Drug signatures for the A549 cells (and similarly for the MCF7 and HCC515 cells) in CMap were computed by taking the difference between the mean embedding for the A549 samples with drug and the mean embedding for the A549 control (DMSO) samples. To remove batch effects, we performed k-means clustering of the control samples in the embedding space and removed all points falling in the smaller of the two clusters (see Supplementary Fig. 5b). Subsequent analysis of the removed cluster revealed that it consisted of samples with a minimum gene-expression value of 1 (after \({\mathrm{log}\,}_{2}(x+1)\) scaling), while all other gene expression values fell in the range of [5, 13], thereby providing further reason for the removal of this cluster. Next, we briefly describe the framework of the synthetic intervention and how the embedding from our trained overparameterized autoencoder is used for this. The traditional application of synthetic interventions27,28 in the context of drug repurposing would proceed as follows: when a drug signature is unavailable on a given cell type but is available on other cell types, we would express the cell type as a linear combination of the other cell types and use this linear combination to predict the signature on the cell type for which data is unavailable. Since we demonstrated that overparameterized autoencoders align drug signatures between different cell types (Supplementary Fig. 8), instead of using a linear combination of drug signatures across cell types, we can simply use one of the available drug signatures as the synthetic intervention. In particular, in this work, we used drug signatures on MCF7 cells to construct synthetic interventions for A549 cells. We also considered drug signatures on HCC515 cells; however, there was only one FDA-approved drug that was applied to HCC515 cells which was not also applied to A549 cells in CMap. While this analysis did not help to increase the number of considered drugs, we used the data on HCC515 cells in conjunction with the data on A549 and MCF7 cells to validate that the overparameterized autoencoder aligns the signatures of drugs between different cell types (Fig. 3d and Supplementary Fig. 8).
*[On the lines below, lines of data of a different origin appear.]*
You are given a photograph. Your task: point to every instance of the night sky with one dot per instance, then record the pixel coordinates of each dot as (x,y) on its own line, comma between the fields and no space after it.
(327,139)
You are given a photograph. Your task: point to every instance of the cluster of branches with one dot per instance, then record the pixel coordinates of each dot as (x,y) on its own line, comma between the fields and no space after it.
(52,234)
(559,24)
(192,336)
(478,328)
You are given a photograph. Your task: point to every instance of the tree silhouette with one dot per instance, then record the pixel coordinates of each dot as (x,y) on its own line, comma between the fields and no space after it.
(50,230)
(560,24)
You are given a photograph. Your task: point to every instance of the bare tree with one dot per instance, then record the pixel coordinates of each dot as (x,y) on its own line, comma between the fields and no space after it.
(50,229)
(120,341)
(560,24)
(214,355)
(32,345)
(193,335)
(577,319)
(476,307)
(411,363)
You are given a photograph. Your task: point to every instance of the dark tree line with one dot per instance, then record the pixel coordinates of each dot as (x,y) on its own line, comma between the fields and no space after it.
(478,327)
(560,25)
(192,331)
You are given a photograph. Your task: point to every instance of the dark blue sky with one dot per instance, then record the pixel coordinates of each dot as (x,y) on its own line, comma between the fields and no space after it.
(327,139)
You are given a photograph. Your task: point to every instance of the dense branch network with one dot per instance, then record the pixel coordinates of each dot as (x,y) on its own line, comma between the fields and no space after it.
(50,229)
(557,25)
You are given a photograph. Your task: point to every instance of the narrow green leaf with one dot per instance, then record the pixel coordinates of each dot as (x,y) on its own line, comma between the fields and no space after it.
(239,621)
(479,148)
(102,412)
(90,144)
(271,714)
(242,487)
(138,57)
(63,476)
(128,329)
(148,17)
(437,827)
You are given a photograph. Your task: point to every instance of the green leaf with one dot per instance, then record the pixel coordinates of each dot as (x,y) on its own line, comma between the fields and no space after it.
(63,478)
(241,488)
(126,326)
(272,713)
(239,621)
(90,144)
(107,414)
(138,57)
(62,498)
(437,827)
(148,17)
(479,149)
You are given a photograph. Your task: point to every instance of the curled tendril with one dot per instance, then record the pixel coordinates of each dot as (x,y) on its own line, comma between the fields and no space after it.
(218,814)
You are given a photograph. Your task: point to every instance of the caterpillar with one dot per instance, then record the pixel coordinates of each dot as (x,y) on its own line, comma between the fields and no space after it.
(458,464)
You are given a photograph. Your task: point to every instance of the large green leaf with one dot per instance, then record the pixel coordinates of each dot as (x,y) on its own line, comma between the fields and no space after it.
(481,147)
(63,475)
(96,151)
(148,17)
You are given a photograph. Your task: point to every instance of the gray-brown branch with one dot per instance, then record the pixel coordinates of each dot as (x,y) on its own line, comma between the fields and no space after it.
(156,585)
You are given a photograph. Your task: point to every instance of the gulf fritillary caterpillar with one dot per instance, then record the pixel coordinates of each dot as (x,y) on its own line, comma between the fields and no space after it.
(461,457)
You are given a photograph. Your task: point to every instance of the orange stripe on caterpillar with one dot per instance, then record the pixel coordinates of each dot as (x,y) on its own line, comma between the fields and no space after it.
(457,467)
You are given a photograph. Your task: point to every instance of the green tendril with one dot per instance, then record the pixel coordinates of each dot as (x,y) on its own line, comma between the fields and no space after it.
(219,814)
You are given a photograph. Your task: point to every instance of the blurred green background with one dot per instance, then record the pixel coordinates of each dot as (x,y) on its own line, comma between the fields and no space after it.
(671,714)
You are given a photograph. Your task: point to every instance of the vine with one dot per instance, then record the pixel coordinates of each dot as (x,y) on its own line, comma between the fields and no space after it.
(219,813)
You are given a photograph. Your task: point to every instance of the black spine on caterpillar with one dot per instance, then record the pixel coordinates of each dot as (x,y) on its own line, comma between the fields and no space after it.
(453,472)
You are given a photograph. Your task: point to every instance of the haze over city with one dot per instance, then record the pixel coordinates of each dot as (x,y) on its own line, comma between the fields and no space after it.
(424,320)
Cosine similarity between perturbations

For each cell type and perturbation, we computed a cell type-specific “perturbation signature”, which is defined as the difference between the average gene expression of a cell type under that perturbation and under the control perturbation, DMSO. Then, for each perturbation, we computed the cosine similarity \((\frac{{\bf{a}}\cdot {\bf{b}}}{\parallel {\bf{a}}\parallel \parallel {\bf{b}}\parallel })\) between the perturbation vectors for all pairs of cell types which received that perturbation in CMap. For example, daunorubicin was applied to 14 cell types in CMap, resulting in \(\left(\begin{array}{l}14\\ 2\end{array}\right)=91\) cosine similarities associated with daunorubicin. All cosine similarities were plotted (Fig. 3e).

Steiner tree analysis

Human PPI network

A weighted version of the publicly available IRefIndex v14 (IREF) human PPI network42 was retrieved from the OmicsIntegrator2 GitHub repository (http://github.com/fraenkel-lab/OmicsIntegrator2). The interactome contains 182,002 interactions between 15,759 proteins. Each interaction e has an associated cost c(e) = 1 − m(e) where the score m(e) is obtained using the MIScore algorithm58, which quantifies confidence in the interaction e based on several evidence criteria (e.g., number of publications reporting the interaction and corresponding detection methods).
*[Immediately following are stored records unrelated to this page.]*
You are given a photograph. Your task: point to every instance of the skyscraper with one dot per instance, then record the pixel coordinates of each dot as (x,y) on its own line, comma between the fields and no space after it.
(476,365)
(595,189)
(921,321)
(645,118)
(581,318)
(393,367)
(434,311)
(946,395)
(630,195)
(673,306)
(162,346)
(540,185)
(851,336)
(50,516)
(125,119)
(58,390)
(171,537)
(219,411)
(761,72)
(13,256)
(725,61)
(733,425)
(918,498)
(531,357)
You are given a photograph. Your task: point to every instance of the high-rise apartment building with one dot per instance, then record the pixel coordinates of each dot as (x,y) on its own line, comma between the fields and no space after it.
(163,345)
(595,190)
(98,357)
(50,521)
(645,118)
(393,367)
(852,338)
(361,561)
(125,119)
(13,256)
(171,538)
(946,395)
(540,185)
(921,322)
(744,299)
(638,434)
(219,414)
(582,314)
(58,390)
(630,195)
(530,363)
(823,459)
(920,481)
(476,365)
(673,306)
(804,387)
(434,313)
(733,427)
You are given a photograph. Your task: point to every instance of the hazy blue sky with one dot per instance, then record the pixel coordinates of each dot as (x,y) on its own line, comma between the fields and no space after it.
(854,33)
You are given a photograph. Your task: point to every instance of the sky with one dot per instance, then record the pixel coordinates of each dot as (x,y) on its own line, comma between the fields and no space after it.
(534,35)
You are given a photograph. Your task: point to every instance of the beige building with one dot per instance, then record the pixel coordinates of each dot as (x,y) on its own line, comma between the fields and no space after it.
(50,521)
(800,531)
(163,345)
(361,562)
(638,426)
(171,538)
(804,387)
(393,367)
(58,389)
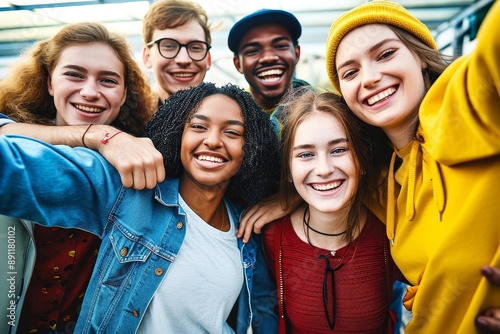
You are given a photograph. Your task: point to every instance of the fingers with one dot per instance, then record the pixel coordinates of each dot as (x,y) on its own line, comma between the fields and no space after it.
(145,171)
(490,319)
(259,215)
(137,161)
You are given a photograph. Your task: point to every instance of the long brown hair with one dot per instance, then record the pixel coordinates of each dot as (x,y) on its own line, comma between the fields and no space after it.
(24,94)
(298,108)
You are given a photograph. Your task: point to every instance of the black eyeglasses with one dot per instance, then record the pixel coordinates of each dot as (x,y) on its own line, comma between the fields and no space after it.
(169,48)
(329,276)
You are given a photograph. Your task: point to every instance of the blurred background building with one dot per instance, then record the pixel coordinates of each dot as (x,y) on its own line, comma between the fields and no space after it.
(454,24)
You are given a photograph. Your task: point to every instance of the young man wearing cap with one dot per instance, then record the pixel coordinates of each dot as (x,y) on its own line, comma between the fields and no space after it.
(177,41)
(266,51)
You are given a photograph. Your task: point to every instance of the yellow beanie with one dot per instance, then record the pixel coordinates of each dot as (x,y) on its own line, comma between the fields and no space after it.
(376,11)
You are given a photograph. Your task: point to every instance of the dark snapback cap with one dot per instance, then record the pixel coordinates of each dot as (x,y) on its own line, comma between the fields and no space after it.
(259,17)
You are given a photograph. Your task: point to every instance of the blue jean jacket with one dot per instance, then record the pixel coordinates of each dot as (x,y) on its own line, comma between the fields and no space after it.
(142,232)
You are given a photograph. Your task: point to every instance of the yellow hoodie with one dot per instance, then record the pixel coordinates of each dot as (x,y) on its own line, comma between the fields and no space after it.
(443,203)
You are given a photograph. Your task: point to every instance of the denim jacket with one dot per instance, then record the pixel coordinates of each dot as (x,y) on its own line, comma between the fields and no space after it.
(142,232)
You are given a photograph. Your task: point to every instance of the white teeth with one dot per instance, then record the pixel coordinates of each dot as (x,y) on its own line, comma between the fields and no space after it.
(210,158)
(270,73)
(183,75)
(380,96)
(330,186)
(89,109)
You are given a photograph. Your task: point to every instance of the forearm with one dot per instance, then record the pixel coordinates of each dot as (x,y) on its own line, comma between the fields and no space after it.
(61,135)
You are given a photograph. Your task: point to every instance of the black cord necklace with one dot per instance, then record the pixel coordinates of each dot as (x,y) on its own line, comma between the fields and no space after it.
(306,222)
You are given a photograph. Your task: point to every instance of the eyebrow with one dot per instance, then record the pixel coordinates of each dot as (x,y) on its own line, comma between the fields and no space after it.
(231,121)
(274,40)
(331,142)
(371,49)
(83,69)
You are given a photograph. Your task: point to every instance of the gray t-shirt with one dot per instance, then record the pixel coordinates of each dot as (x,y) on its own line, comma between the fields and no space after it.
(201,286)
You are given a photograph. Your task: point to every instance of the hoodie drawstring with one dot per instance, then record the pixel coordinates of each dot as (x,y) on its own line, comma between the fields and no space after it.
(413,165)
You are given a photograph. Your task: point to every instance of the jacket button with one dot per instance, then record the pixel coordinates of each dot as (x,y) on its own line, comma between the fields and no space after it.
(124,251)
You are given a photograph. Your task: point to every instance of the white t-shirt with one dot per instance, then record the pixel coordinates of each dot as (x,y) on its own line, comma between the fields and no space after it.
(202,284)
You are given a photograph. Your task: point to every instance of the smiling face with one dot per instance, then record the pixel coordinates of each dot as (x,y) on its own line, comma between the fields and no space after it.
(381,80)
(88,85)
(180,72)
(212,143)
(322,166)
(267,58)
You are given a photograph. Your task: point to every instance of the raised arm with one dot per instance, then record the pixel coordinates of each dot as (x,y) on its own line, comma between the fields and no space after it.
(56,185)
(140,165)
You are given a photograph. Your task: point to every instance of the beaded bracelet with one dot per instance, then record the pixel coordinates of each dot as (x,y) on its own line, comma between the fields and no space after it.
(83,136)
(107,137)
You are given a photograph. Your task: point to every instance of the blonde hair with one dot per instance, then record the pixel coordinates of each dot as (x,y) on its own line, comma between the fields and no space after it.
(24,94)
(166,14)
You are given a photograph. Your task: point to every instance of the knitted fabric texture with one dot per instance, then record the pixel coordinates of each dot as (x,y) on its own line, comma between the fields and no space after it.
(377,11)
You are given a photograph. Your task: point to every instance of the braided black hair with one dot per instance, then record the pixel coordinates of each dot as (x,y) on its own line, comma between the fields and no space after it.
(259,173)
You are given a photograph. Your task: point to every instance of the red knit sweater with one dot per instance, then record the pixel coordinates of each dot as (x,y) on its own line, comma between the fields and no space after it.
(363,280)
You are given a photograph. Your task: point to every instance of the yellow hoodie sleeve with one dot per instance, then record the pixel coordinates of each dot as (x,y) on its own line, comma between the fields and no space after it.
(460,115)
Human-SARS-CoV-2 PPI network

A high-confidence host–pathogen interaction map of 27 SARS-CoV-2 viral proteins with HEK293T proteins6 was retrieved from NDEx, which reports interactions with 332 human proteins.
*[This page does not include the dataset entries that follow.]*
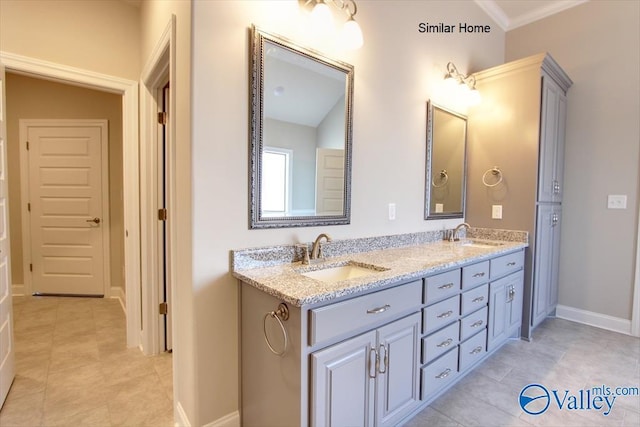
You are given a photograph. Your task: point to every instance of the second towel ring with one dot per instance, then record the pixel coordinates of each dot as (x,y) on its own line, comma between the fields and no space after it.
(494,171)
(444,178)
(282,313)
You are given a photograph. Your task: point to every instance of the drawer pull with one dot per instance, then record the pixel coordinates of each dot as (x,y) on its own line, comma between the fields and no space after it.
(476,324)
(379,309)
(445,314)
(476,350)
(444,374)
(446,343)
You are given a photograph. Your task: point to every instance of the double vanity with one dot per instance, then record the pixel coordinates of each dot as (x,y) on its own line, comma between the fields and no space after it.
(375,329)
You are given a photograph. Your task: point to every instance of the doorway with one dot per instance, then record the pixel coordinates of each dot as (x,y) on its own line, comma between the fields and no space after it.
(65,171)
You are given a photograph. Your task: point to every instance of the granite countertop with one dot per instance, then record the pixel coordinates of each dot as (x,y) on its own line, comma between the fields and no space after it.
(285,282)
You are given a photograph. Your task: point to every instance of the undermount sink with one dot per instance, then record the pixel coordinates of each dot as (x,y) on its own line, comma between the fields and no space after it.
(481,243)
(337,273)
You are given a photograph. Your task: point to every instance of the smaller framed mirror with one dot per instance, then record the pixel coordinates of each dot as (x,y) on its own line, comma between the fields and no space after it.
(446,163)
(301,130)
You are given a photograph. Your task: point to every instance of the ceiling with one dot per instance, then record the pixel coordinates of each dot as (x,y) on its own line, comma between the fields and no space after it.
(510,14)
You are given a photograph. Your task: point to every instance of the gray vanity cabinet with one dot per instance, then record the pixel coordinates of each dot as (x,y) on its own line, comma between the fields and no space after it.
(520,129)
(547,262)
(505,314)
(552,135)
(371,379)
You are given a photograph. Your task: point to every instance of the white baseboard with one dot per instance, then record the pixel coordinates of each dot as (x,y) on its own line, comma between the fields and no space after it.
(118,293)
(18,290)
(591,318)
(229,420)
(180,417)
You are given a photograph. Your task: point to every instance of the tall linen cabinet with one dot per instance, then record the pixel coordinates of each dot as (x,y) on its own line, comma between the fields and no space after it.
(519,129)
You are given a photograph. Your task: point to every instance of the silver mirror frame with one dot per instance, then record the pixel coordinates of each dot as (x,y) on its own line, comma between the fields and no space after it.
(256,219)
(429,173)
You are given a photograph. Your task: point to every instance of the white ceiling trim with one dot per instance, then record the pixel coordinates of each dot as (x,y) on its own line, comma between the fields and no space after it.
(509,23)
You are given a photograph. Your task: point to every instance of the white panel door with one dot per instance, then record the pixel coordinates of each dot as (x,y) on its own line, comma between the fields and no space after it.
(7,366)
(67,193)
(329,181)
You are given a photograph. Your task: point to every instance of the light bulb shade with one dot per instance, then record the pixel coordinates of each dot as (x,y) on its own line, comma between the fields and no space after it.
(352,35)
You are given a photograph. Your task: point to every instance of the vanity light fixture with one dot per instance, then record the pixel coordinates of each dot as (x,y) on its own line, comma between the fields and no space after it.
(351,36)
(467,84)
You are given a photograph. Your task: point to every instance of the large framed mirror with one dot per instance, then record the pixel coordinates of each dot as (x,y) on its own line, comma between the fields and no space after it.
(301,131)
(446,163)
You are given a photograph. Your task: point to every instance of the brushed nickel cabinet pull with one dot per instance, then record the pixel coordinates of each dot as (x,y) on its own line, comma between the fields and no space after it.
(445,314)
(379,310)
(446,343)
(444,374)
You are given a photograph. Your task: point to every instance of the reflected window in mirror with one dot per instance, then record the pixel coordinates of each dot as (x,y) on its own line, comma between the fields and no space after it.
(446,163)
(300,135)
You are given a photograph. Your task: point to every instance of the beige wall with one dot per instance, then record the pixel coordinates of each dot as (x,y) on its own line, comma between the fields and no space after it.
(101,36)
(30,98)
(188,358)
(396,71)
(598,44)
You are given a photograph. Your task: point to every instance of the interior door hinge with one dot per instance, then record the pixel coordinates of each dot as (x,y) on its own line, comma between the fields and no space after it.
(163,308)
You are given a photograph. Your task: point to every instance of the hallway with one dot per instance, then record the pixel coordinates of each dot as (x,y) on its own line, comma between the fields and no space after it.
(73,368)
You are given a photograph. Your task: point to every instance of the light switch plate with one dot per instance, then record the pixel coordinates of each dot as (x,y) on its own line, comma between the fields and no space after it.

Drug–target interaction data

Data on the targets of drugs was obtained from DrugCentral, an online drug information resource, which includes drug–target interaction data extracted from the literature along with metrics (such as inhibition constant Ki, dissociation constant Kd, effective concentration EC50, and inhibitory concentration IC50) measuring the affinity of the drug for its target44,45. Drugs in the database are approved by the FDA and may also be approved by other regulatory agencies (such as the EMA). From this database, we filtered out compounds targeting non-human proteins. We also discarded drug–target pairs with affinity metrics (Ki, Kd, EC50, or IC50) higher than 10 μM, a commonly used threshold in the field. Based on this filtering we obtained a data set containing 12,949 high-affinity drug-target pairs involving 1457 unique human protein targets and 2095 unique compounds. This dataset was further restricted to drugs predicted to reverse the SARS-CoV-2 signature (correlation greater than 0.86 in the overparameterized autoencoder embedding). This correlation threshold was chosen to be the point at which the proportion of selected drugs decreases the most rapidly (Supplementary Fig. 23). As a result, the final drug–target data set included information on 2296 drug–target pairs involving 652 unique human gene targets and 117 unique FDA-approved drugs.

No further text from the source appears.